Trying to run with TGI - i try to run the model with doctor I am using 8 h200 gpu on Amazon ec2 p5en.48xlarge
Hi with this command .
docker run \ --gpus all \ --shm-size 32g \ -e HUGGINGFACE_CACHE_PATH=/mnt/data \ -e HF_TOKEN=**" \ -e NCCL_BLOCKING_WAIT=1 \ -e NCCL_ASYNC_ERROR_HANDLING=1 \ -e NCCL_DEBUG=INFO \ -e NCCL_TIMEOUT=3600 \ -e TORCH_NCCL_TRACE_BUFFER_SIZE=1048576 \ -p 8090:80 \ -v /mnt/data:/data \ ghcr.io/huggingface/text-generation-inference:latest \ --model-id meta-llama/Llama-4-Maverick-17B-128E-Instruct \ --max-input-length 70000 \ --max-total-tokens 72000 \ --max-batch-prefill-tokens 70000 \ --num-shard 8 \ --sharded true \ --revision main
I try to run llama 4 mavric
But facing issue with the GPU it's asking for more space and most probably not supported with TGI how I can run this model fully and what library I need to install,can anyone help me please.
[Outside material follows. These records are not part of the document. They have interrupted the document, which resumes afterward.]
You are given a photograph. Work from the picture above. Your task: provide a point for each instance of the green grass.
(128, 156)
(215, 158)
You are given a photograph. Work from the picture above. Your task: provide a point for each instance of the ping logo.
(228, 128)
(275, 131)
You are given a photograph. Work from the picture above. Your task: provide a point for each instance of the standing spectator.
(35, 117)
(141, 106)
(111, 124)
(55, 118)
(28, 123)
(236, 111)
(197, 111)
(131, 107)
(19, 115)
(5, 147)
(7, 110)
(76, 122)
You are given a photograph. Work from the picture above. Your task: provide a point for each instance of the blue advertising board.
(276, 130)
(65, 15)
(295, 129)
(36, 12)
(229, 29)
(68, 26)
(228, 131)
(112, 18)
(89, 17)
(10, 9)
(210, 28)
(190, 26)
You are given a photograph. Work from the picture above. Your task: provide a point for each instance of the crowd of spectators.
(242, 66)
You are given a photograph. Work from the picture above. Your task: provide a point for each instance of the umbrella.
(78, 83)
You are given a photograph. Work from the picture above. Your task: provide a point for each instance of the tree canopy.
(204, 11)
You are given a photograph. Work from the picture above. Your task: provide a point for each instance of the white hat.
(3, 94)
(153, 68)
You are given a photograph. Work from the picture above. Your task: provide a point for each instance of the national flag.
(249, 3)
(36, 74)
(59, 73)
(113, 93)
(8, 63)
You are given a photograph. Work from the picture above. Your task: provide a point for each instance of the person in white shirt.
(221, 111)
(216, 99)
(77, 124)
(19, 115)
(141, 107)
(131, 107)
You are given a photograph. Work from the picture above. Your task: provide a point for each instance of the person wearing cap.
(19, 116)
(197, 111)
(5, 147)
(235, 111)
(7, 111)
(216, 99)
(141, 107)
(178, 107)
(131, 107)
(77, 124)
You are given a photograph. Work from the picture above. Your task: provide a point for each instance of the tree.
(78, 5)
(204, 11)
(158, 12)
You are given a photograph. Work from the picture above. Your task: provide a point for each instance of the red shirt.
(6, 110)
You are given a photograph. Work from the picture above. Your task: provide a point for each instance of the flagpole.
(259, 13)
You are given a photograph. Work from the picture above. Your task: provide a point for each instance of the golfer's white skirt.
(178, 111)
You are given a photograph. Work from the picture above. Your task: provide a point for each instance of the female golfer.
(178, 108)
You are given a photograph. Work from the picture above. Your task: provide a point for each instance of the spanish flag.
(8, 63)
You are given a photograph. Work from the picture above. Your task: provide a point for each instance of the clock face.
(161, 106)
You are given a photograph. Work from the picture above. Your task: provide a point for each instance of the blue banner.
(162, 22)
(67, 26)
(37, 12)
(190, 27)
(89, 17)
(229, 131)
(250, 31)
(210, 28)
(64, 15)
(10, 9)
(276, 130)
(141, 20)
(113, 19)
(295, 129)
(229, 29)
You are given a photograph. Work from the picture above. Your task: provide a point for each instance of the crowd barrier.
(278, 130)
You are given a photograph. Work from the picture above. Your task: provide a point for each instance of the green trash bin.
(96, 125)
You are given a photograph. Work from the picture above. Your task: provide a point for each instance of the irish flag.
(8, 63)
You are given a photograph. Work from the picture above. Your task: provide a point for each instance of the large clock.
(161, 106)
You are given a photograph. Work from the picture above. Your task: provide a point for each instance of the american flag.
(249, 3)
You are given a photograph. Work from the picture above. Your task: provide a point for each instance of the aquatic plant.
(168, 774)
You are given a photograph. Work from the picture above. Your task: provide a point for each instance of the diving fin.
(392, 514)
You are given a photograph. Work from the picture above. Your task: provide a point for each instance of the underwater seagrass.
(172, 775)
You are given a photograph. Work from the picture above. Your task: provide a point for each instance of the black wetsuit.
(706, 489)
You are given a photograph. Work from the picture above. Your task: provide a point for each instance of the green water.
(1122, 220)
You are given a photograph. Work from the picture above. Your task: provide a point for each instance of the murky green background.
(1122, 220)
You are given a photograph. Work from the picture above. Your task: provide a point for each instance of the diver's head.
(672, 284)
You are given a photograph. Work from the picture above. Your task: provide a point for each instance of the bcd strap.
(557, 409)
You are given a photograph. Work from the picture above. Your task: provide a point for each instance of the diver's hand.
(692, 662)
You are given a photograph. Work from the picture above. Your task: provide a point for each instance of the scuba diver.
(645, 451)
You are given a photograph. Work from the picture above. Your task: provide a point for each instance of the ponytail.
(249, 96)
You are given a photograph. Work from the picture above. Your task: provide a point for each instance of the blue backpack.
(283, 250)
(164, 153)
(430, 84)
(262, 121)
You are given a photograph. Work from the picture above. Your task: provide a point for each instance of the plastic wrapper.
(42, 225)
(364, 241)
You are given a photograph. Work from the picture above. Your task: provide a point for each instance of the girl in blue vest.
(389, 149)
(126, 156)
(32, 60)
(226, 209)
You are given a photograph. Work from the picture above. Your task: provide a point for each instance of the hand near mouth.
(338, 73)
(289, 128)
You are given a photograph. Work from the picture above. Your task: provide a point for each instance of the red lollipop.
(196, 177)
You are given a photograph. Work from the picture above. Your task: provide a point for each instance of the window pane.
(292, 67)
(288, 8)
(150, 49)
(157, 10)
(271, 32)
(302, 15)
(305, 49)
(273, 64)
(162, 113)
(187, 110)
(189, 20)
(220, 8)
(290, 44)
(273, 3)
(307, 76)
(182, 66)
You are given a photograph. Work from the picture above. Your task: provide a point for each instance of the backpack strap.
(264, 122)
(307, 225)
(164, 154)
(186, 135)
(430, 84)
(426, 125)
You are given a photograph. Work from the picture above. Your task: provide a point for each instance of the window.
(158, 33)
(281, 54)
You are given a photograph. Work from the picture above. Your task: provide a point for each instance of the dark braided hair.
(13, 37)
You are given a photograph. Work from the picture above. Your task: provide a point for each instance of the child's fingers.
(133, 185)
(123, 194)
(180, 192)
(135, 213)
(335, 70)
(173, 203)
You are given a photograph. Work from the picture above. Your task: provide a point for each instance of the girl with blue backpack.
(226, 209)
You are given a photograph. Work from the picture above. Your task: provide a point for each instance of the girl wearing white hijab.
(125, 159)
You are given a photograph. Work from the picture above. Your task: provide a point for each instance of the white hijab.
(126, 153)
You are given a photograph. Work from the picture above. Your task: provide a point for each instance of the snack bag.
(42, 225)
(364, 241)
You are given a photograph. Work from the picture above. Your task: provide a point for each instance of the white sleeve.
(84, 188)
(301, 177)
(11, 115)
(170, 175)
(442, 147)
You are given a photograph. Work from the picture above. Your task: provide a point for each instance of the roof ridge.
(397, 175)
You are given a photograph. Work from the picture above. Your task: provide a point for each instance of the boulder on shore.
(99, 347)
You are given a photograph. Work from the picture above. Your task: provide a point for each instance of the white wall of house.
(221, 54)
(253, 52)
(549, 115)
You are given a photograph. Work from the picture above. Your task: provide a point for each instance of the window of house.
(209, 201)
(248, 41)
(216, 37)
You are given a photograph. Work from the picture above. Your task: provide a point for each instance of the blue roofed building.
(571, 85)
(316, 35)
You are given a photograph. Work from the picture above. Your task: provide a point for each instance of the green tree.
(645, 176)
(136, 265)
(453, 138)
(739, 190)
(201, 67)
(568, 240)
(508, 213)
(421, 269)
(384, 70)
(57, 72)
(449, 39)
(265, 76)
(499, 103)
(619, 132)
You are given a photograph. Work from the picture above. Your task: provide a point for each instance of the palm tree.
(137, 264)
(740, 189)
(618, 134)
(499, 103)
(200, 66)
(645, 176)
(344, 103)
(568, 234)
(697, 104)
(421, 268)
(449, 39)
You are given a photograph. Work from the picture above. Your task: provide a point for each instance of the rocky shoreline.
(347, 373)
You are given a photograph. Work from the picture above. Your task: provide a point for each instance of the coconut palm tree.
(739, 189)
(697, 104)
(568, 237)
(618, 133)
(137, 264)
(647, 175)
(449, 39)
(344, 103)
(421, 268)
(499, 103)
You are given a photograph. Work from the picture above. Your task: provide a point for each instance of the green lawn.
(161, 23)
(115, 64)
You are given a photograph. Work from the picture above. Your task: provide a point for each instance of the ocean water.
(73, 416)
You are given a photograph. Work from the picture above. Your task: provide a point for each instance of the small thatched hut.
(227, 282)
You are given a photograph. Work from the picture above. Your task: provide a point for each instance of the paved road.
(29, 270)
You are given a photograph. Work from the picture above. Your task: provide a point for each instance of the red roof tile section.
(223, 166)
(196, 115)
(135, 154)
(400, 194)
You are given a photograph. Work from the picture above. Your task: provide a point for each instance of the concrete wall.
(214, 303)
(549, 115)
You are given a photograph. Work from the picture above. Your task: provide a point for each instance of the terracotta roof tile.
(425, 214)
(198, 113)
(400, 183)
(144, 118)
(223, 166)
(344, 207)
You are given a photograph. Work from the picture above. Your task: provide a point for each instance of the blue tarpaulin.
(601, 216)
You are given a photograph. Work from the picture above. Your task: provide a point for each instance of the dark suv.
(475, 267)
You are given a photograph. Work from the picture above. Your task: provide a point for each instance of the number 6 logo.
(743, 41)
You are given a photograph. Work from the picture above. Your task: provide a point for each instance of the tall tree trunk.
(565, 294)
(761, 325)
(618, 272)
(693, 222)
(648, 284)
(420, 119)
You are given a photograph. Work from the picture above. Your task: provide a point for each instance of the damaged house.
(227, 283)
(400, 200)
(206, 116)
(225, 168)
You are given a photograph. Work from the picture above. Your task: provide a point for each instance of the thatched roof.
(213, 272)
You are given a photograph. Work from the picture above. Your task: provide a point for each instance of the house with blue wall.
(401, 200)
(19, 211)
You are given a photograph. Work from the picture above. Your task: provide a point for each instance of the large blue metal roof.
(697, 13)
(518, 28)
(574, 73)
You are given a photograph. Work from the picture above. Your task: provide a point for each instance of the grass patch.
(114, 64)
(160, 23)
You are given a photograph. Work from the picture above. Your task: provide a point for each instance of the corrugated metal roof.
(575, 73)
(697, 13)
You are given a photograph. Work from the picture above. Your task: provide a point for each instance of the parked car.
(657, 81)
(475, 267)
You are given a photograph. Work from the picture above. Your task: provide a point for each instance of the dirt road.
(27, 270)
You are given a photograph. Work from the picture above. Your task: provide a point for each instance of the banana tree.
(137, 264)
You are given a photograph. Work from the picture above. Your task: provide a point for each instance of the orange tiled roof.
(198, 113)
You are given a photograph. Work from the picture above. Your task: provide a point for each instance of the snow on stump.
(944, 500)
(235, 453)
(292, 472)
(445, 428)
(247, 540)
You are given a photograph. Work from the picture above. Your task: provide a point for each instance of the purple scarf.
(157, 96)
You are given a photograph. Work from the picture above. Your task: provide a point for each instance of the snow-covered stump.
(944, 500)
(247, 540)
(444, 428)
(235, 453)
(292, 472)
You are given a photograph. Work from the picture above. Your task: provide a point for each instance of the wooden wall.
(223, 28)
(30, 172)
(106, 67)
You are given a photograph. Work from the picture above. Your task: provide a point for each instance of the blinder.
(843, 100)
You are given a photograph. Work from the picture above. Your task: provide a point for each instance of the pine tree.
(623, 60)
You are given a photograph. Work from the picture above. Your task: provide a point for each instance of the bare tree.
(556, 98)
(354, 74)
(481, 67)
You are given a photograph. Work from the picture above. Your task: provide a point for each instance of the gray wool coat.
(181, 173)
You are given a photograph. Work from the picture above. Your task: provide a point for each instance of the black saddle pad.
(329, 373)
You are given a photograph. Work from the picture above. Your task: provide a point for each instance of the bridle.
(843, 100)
I’m running into the exact same issue.
Even on an H100 the model won’t start. When I enable Flex Attention I get version-mismatch errors, if I remove Flex Attention the model loads but immediately hits OOM. Could someone share the exact CUDA, torch version, and minimum gpu vram just for inference?